Blown a fuse? Perhaps it’s time for a PIR
The recommended time between periodic inspections is 10 years for a house. This is due to the fact that electrics deteriorate with time and usage.
Have a think about it – when was the last time your house had an electrical safety check-up?
Why Do I Need One?
Perhaps you are a landlord. Perhaps you intend to sell your home. Perhaps your home electrics play up now and again resulting in power cuts or blown fuses. Just like you maintain your property to combat rotten wooden windows, or the onset of mould & damp, you should have your electrics checked for safety.
Modern day standards are more scrupulous than what they were in the 60s. This could mean older properties are actually in need of an upgrade.
What Does A Periodic Inspection Involve?
A periodic inspection report (PIR) will identify if any of your electrical items, or the circuits that your electrics run on are overloaded, damaged, defective or not up to scratch with health and safety requirements.
It will look at the fuse board, switches, sockets and light fixtures, the wiring and cables in your household all the while taking into consideration wear and tear, damage and potential hazards.
Whilst it may seem like you are opening yourselves up to a bill, a decent tradesman will be more interested in prioritising your safety.
Think of it this way, if your car tyre was incorrectly fitted and meant the brakes weren’t functioning properly, would you continue to drive around in it?
How Long Will It Take?
This one is open to debate, but a typical 3 bed house having a PIR should take between half a day and a day. This will include a detailed check of all wiring, sockets, fittings and the fuse box, followed by a written report.
Whilst the offer for a quick, cheap PIR is attractive, be aware that you’re unlikely to be getting any real value for your money.
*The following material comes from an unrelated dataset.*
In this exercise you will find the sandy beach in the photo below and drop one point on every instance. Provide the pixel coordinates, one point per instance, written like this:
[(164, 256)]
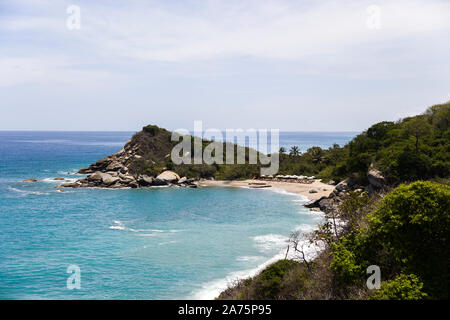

The inspector may cut corners, meaning potential hazards go unnoticed and you eventually pay out for repairs that could have been caught early.
Perhaps most importantly, the whole reason of an electrical inspection is safety so having a decent PIR should mean less chance of freak accidents.
Who Do I Contact?
You want to ensure that you get a few quotes from local electricians in the area. Ask friends for trustworthy electricians they’ve used, or can recommend.
At the time of enquiring, make sure to ask the electrician:
- What qualifications do they have – are they City & Guilds (C&G) qualified?
- Do they work to the national safety standard?
- What does their insurance policy cover?
Whilst a plumber may promote the fact that they’re on the Gas Safe Register, with electricians you should check is if their inspection meets BS7671, which covers official Wiring Regulations. Introduced in 2008, it includes 850 rules that are looked at in the home periodic inspection.